Tests have shown that the vaccine promotes the creation of protective antibodies.

The vaccine uses a common cold virus, called adenovirus serotype 26 (Ad26), to deliver the SARS-CoV-2 spike protein into host cells, where it stimulates the body to raise immune responses against the coronavirus.

In a past study with 52 rhesus macaques, scientists immunized 32 rhesus macaques with a single dose of one of seven different versions of the Ad26-based vaccine. They gave 20 animals placebo doses as controls.

Vaccinated animals developed neutralizing antibodies against the virus.

Six weeks after immunization, all animals were exposed to SARS-CoV-2. All 20 animals that received the placebos became infected and showed high levels of virus in their lungs and nasal swabs. No virus found in the lungs of six animals that received the optimal vaccine candidate, Ad26.COV2.S and only one animal showed low levels of virus in nasal swabs.

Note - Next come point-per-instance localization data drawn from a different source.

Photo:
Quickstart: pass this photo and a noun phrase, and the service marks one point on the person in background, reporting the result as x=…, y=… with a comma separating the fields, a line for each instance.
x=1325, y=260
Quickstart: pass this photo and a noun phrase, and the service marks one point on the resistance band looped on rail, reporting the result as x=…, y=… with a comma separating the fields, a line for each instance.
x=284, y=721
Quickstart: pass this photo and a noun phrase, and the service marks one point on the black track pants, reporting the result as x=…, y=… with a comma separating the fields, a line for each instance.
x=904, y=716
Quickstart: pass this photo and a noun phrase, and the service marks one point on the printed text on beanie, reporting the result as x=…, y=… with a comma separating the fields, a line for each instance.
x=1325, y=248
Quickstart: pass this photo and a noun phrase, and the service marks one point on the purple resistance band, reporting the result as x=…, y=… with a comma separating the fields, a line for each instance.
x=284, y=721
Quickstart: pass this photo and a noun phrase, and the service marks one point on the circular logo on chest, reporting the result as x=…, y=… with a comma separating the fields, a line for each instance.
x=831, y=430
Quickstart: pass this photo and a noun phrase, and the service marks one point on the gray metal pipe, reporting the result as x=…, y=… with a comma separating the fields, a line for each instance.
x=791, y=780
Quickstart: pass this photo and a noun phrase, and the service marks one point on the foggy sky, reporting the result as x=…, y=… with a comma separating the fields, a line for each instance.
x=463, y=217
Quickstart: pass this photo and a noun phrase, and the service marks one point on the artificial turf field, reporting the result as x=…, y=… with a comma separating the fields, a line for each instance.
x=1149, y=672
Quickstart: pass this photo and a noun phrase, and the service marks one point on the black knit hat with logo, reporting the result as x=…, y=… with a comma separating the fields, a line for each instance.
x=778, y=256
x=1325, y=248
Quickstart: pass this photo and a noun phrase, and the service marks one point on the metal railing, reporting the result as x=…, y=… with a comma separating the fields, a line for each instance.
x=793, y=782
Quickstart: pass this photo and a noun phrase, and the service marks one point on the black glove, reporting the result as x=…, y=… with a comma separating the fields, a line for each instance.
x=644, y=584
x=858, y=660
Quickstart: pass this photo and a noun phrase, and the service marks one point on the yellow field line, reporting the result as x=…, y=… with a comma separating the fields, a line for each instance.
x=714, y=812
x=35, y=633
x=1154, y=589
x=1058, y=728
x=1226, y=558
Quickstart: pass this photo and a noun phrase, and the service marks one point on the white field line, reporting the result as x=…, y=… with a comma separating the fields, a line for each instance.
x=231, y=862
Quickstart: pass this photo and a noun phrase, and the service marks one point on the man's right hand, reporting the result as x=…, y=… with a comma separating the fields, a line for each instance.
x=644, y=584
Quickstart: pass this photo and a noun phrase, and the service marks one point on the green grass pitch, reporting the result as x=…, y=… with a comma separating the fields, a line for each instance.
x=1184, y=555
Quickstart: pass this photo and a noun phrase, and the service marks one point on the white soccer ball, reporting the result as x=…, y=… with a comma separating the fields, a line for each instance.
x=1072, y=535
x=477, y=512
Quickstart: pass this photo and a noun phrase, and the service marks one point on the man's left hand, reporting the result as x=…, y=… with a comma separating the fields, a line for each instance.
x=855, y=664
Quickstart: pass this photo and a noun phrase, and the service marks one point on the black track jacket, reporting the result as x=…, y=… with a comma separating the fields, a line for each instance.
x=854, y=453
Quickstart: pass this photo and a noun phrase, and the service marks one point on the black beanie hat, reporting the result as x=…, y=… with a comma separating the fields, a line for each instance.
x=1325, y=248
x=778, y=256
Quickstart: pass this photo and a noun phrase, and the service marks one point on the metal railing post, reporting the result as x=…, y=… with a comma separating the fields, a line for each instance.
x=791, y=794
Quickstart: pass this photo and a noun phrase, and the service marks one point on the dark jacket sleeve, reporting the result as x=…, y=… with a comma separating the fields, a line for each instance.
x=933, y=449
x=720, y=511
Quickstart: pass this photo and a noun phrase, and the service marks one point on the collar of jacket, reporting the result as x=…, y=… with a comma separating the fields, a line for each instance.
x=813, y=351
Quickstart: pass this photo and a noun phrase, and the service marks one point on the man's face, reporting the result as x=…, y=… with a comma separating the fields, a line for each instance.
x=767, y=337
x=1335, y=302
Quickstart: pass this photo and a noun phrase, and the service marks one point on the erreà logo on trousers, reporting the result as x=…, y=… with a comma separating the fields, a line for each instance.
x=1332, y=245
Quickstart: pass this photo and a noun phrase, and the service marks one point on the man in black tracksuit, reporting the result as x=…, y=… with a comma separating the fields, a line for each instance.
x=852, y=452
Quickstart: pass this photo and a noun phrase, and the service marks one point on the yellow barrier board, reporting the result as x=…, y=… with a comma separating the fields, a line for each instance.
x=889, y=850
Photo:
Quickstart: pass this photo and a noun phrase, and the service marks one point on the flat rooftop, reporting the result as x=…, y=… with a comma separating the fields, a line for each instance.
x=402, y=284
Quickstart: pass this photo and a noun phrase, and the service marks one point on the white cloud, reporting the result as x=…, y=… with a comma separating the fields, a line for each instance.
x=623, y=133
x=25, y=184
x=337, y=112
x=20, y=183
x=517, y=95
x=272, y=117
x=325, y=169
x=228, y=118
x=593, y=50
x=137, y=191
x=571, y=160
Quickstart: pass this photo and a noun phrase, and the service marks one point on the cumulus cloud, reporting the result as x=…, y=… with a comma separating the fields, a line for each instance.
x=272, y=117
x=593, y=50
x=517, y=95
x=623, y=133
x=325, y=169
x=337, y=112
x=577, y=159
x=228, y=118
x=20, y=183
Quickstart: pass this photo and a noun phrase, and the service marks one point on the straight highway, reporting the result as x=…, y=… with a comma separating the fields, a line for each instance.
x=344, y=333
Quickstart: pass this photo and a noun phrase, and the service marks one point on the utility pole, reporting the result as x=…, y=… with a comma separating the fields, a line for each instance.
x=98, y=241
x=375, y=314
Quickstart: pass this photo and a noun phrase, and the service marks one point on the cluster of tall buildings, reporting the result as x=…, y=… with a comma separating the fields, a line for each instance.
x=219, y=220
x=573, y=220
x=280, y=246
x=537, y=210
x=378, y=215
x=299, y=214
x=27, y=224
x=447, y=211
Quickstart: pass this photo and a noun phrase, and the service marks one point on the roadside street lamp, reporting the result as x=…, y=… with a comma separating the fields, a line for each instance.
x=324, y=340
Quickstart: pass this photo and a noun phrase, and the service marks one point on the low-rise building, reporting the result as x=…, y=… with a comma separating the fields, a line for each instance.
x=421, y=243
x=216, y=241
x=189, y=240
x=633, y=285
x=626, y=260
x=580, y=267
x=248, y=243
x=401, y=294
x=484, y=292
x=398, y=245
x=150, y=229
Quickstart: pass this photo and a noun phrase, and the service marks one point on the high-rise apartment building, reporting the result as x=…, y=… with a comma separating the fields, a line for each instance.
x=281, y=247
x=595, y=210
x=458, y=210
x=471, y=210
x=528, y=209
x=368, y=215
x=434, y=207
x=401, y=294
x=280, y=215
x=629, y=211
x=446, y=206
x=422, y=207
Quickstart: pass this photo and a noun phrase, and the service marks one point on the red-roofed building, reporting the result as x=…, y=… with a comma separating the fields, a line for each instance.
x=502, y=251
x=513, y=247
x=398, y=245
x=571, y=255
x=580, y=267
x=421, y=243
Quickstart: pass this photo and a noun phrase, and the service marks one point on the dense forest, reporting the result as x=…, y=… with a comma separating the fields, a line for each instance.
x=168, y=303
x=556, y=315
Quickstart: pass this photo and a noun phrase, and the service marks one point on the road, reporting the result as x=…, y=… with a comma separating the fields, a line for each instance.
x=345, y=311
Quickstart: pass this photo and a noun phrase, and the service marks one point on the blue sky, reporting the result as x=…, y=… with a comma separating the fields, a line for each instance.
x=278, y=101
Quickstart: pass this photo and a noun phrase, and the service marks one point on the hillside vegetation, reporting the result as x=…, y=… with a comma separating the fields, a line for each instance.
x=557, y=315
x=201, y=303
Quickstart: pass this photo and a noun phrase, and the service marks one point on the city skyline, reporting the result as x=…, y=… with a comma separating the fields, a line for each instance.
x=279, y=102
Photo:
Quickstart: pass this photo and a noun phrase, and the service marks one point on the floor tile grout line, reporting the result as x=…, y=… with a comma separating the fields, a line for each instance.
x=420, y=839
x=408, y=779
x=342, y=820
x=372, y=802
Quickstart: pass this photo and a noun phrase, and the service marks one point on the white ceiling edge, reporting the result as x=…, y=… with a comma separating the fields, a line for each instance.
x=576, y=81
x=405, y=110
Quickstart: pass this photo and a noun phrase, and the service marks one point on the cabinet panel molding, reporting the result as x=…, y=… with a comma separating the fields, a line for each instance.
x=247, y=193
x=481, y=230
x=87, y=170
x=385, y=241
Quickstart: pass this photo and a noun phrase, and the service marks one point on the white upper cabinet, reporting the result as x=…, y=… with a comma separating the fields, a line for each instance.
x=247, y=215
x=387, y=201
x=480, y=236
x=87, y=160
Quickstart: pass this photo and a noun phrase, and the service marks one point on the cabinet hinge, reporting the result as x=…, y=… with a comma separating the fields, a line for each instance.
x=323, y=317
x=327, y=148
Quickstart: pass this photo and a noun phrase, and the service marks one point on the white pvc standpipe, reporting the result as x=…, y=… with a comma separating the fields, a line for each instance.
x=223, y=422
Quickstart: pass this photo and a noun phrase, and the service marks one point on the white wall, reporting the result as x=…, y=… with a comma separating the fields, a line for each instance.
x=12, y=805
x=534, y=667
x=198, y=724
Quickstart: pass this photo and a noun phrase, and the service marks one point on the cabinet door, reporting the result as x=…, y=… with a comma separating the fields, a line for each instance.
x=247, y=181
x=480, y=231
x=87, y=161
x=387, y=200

Barouch said, “The data demonstrate that a single immunization with Ad26.COV2.S robustly protected rhesus macaques against the SARS-CoV-2 challenge. A single-shot immunization has practical and logistical advantages over a two-shot regimen for global deployment and pandemic control. Still, a two-shot vaccine will likely be more immunogenic, and thus both regimens are being evaluated in clinical trials.”

“We look forward to the results of the clinical trials that will determine the safety and immunogenicity, and ultimately the efficacy, of the Ad26.COV2.S vaccine in humans.”

Investigators at BIDMC and other institutions have initiated a first-in-human phase 1/2 clinical trial of the vaccine in healthy volunteers. Kathryn E. Stephenson, assistant professor of medicine at HMS and associate member of the Ragon Institute, is the principal investigator for the trial at BIDMC, which is funded by Janssen Vaccines & Prevention.

Pending clinical trial outcomes, the vaccine is on track to start a phase 3 efficacy trial in 30,000 participants in September.

The results of the tests on the vaccine developed at BIDMC in collaboration with Johnson & Johnson- published in the journal Nature.